Но это все еще предстояло пережить: на дворе был только март (а мы помним, что полную боевую готовность отряд, по замыслу Че, должен был иметь в сентябре — октябре того же года). А пока идет напряженная и тяжелая работа: строятся укрепления, хранилища для боеприпасов и провианта (заметим — исключительно с помощью лопат, других инструментов и тем более машин нет), на местности выверяются карты, совершаются многочасовые переходы, новички обучаются военному делу. Не забывает команданте и о политико-воспитательной работе. В одной своей беседе с бойцами в феврале он, критикуя леность некоторых кубинских товарищей в строительных работах, говорит:
«За 7 лет Кубинской революции некоторые уже привыкли к услугам личных водителей, отдавать указания и получать все «готовенькое», а теперь предстоит более тяжелая жизнь».
Не пропускает Че и более прозаических нарушений дисциплины. Кто-то опорожнил 20 банок сгущенки. Первая его реакция: «Заслуживает расстрела!» Потом, смягчившись, обещает не покупать больше сгущенки, если вор не будет найден, а молоко будет исчезать[340].
В отряде уже около 50 бойцов. Он разделен на две группы: авангард под командованием Че и 13 человек арьергарда во главе с заместителем Гевары — Хоакином.
Первое, «вынужденное», столкновение с армейским подразделением меняет в корне всю ситуацию. Несмотря на успех операции (семь убитых солдат, в том числе предатель Варгас, указавший путь, 14 взято в плен, много трофеев — 16 винтовок, три миномета, две базуки, три автомата, пулемет с большим количеством боеприпасов), она во многом осложнила положение партизан. Во-первых, «официально» оповестила всех и вся о пребывании отряда на боливийской территории. Во-вторых, означала начало войны, к которой партизаны еще не были подготовлены должным образом. В-третьих, организаторы будущих партизанских баз в Перу и на севере Аргентины, которые должны были начать свои действия вместе с Че в конце года, пока только завершали обсуждение этих вопросов, находясь в отряде Гевары.

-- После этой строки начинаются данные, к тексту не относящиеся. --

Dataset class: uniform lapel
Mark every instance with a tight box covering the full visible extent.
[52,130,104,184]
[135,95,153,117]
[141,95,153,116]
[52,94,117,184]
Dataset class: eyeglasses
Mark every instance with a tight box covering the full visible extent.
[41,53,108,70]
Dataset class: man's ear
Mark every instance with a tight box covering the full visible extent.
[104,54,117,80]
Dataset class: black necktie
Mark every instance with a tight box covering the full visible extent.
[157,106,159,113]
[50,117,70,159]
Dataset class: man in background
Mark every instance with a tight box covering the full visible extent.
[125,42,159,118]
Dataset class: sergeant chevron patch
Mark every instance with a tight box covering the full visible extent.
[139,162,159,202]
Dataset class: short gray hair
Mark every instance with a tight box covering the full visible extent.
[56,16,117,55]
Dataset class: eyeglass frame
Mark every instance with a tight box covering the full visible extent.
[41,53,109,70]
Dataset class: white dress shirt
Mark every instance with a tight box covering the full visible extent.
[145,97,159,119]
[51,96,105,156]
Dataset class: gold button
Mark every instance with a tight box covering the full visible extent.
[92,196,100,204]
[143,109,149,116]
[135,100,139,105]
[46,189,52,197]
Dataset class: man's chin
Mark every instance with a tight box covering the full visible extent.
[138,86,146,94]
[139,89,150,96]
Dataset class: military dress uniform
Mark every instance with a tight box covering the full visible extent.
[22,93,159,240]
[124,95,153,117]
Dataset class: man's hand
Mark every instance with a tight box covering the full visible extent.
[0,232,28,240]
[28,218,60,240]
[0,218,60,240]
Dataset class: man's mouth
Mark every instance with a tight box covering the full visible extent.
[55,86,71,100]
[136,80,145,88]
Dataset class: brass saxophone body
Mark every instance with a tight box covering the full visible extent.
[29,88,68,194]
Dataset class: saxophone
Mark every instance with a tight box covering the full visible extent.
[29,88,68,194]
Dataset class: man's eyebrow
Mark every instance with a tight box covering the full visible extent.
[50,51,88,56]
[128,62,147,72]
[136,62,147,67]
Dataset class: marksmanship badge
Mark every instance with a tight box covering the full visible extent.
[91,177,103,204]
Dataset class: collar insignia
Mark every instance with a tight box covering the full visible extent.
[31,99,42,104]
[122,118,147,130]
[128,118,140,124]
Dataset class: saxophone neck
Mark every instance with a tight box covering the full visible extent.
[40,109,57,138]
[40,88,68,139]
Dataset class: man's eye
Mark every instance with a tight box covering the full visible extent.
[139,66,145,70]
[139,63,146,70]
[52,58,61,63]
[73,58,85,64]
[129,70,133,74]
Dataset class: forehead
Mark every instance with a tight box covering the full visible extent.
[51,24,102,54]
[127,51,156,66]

Теперь следовало ожидать ответных действий со стороны армии, и они не замедлили последовать. Но это чуть позже, а пока Че идет в длительный тренировочный переход, пожалуй, с самым тяжелым (он не может не подавать пример другим) рюкзаком за спиной. Его авангардный отряд, разделенный на несколько групп, поднимается все выше в горы. Мизерный рацион, жалящие насекомые (укусит и оставляет под кожей микроголовастика, пьющего кровь), тяжелый груз (оружие, радиопередатчик, боеприпасы, продукты, вода — все в рюкзаках), изодранная обувь на потертых ногах, тропические ливни — «агуасерос» — не каждый вынесет такое. Все более часты словесные стычки и споры в отряде. Бойцы истощены и раздражительны (ведь только у единиц имеется опыт Сьерра-Маэстры). Че пытается их утихомирить и призвать к дисциплине. Но что призывать, если даже он сам еле волочит ноги. Об этом свидетельствует Дневник:
«3 февраля. Боль в плечах от рюкзака иногда становится невыносимой.
12 февраля. Устал я смертельно...
23 февраля. Кошмарный день для меня... Под солнцем, которое, казалось, раскаляло камни, мы тронулись в путь. Скоро мне показалось, что я теряю сознание. Это было, когда мы проходили через перевал. С этого момента я уже шел на одном энтузиазме». (Прим. авт.: И на Кубе, и в Боливии Гевара неважно переносил высокогорье, что типично для аргентинцев, живущих в Буэнос-Айресе, расположенном даже ниже отметки уровня моря. В то же время боливийцы, перуанцы и другие жители горных районов страдали от низинного месторасположения лагеря.)
Через месяц после выхода отряда из лагеря Че отдает приказ возвращаться обратно. Оттуда в начале марта несколько бойцов под командованием Маркоса направились на поиски отряда Гевары, который должен был вернуться к 25 февраля. В пути они столкнулись с работавшим на нефтепромысле Эпифанио Варгасом, расспрашивали у него о дороге. Варгас рассказал о «подозрительных людях» жене, та супруге начальника, a тот — командованию расквартированной поблизости дивизии. Варгaca арестовали и заставили быть проводником армейского патруля. Солдаты пошли по следам, оставленным на мокрой глине группой Маркоса, и засекли местоположение базового лагеря.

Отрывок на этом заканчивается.